We separate the implementation of the cell and the model. Given an input and the hidden state, the cell will update that hidden state.

In [22]:
class RNNCell(nn.Module):
	"""
	RNN Cell update rule.
	"""
	def __init__(self, input_dim, hidden_dim):
		"""
		Inputs:
		- input_dim:  dimension of the input
		- hidden_dim: dimention of the hidden state
		"""
		super().__init__()
		self.d_input = input_dim
		self.d_hidden = hidden_dim

		# Initialize the matrices
		self.Whh = nn.Linear(hidden_dim, hidden_dim)
		self.Whx = nn.Linear(input_dim,  hidden_dim)
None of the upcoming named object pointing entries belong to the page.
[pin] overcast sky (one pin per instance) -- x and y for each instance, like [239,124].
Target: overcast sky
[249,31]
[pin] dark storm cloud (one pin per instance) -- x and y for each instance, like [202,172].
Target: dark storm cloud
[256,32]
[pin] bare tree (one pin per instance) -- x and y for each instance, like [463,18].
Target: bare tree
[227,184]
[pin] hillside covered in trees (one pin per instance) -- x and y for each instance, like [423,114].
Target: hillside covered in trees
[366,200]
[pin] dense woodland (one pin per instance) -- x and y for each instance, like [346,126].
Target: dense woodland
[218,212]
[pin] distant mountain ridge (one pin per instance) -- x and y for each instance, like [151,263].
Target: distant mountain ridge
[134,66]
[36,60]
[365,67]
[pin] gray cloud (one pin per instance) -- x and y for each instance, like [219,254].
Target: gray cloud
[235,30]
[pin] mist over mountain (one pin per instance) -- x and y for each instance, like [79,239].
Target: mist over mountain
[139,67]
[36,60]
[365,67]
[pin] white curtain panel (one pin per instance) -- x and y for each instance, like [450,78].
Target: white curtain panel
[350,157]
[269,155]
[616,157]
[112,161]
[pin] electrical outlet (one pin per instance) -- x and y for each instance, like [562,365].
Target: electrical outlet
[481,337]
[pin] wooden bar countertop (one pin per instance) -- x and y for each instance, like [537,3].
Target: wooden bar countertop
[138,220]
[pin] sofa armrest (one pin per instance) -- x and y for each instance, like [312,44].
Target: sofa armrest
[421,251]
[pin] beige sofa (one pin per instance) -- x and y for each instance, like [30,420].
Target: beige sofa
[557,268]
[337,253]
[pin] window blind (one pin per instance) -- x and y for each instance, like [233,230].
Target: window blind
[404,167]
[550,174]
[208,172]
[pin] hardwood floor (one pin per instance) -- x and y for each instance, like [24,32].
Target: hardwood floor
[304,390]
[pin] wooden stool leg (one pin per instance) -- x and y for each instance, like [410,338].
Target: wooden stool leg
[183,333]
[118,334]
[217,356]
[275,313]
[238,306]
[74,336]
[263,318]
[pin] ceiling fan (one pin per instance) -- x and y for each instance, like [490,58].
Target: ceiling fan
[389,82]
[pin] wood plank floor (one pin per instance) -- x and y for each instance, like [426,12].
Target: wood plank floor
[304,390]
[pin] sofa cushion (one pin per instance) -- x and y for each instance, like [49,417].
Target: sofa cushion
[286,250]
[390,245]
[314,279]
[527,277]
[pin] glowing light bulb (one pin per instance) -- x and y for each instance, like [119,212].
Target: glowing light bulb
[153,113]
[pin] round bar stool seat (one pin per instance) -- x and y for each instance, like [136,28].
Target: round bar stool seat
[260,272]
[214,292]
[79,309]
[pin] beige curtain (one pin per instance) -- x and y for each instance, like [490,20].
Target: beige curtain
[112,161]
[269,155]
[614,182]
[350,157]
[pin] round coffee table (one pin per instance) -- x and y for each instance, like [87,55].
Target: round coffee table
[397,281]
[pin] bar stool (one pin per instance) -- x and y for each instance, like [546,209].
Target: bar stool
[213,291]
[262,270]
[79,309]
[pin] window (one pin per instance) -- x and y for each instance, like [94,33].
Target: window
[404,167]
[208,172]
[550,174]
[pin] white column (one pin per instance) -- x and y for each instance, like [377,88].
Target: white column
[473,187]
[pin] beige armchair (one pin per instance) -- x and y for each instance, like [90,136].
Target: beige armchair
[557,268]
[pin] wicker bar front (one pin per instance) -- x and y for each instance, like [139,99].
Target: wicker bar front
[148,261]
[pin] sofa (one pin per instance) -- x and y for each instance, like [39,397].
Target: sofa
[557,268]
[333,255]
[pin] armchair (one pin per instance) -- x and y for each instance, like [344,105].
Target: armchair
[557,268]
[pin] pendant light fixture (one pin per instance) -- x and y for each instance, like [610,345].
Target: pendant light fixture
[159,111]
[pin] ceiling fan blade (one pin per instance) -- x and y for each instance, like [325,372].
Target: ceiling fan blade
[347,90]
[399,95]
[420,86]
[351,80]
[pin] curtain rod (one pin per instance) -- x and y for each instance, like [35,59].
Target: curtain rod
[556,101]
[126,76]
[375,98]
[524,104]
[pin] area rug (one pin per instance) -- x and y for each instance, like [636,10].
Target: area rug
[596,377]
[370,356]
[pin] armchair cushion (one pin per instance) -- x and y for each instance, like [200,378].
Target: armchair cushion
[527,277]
	def forward(self, x_t, h_prev):
		"""
		Input:
		- x_t: input at the current time step        (batch_size, input_dim)
		- h_prev: hidden state at previous time step (batch_size, hidden_dim)
	
		Returns the updated hidden state (batch_size, hidden_dim).
		"""
		return torch.tanh(self.Whh(h_prev) + self.Whx(x_t))


In [None]:
class RNN(nn.Module):
	"""
	RNN model
	"""
	def __init__(self, input_dim, output_dim, hidden_dim):
		"""
		Inputs:
		- input_dim:  dimension of the input
		- output_dim: dimension of the output
		- hidden_dim: dimention of the hidden state
		"""
		super().__init__()
		self.d_input = input_dim
		self.d_output = output_dim
		self.d_hidden = hidden_dim

		self.RNNCell = RNNCell(input_dim, hidden_dim)
		self.Wyh = nn.Linear(hidden_dim, output_dim)

	def forward(self, x, h_0=None):
		"""
		Inputs:
		- x: input (batch_size, T, input_dim)
		- h_0 (optional): provide the current hidden state (batch_size, hidden_dim)

		Output:
		- y_T: output (batch_size, T, output_dim)
		- h_T: final hidden state (batch_size, hidden_dim)
		"""
		# shapes and device
		batch_size, T, _ = x.shape
		device = x.device

		# initializing h_0
		if h_0 is None:
			h_t = torch.zeros(batch_size, self.d_hidden, device=device)
		else:
			h_t = h_0

		y_out = []
		for t in range(T):
			x_t = x[:, t, :]
			# update using RNNCell
			h_t = self.RNNCell(x_t, h_t)
			y_t = self.Wyh(h_t)
			y_out.append(y_t)

		return torch.stack(y_out, dim=1), h_t

We can do a quick test to check that the shapes works out

In [32]:
# Quick test

# Hyperparameters
batch_size = 4
seq_len = 10
input_dim = 8
hidden_dim = 16
output_dim = 3

# Create random input on your global device
x = torch.randn(batch_size, seq_len, input_dim, device=DEVICE)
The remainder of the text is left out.